I day-dream about being able to use immutable unikernels running on hypervisors so that even if something was to get past a gateway there would be no way to modify the system to work in a way that was not intended.
Air-gapping with a super locked down gateway was already getting more popular precisely due to the forced updates threat surface area, and after today I expect it to be even more popular. At the very least I’ll be able to point to this instance when explaining the rational behind the architecture which could help in getting exemptions from the antivirus box ticking exercise.
My windows machine notified me of the update, asked me to restart. I was busy, so I didn't. Then the news broke, then the update was rolled back.
It wasn't a Windows update. If you got a notification for an update, it wasn't the update that did this.
This is almost definitely on Crowdstrike.
There is a windows release preview channel that exists for finding issues like this ahead of time.
To be fair - it is possible the conflicting OS update did not make it to that channel. It is also possible it is due to an embarassing bug from MSFT (uknown as yet).

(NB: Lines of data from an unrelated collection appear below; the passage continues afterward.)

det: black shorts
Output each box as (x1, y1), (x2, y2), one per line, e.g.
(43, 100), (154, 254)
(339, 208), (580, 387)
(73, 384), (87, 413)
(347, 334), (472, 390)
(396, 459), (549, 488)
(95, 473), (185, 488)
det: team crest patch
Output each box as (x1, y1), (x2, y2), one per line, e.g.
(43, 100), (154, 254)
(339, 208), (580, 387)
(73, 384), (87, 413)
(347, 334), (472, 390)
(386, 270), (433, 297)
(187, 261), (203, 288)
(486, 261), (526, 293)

Until I hear that this is the case - I am pinning this on Crowdstrike. This should have been caught before prod.
Even if this is entirely due to Crowdstrike I see it as Microsofts failure to properly police their market.
There is the correctness by testing vs correctness by construction dynamic and in my view given the scale of interactions between an OS and the kernel modules trying to achieve correctness by testing is negligent. Even at the market scale Microsoft has there are not enough Windows computers to preview test every combination. Especially when taking into account the people on the preview ring have different behaviors to those on the mainline so many combinations simply won't appear in the preview.
I see it as Microsoft owning the Windows kernel module space and has allowed sloppiness by third parties and themselves, I don't know the specifics but I could easily believe that this is a due to a bug from Microsoft. The problem with allowing such sloppiness is that the slopy operators out compete the responsible operators, the bad pushes out the good until only the bad remains. A sloppy developer can push more code and gets promoted while the careful developer gets fired.
As a tester, I'm frustrated by how little support testing gets in this industry. You can't blame bad testing if it's impossible to get reasonable time and cooperation to do more than a perfunctory job.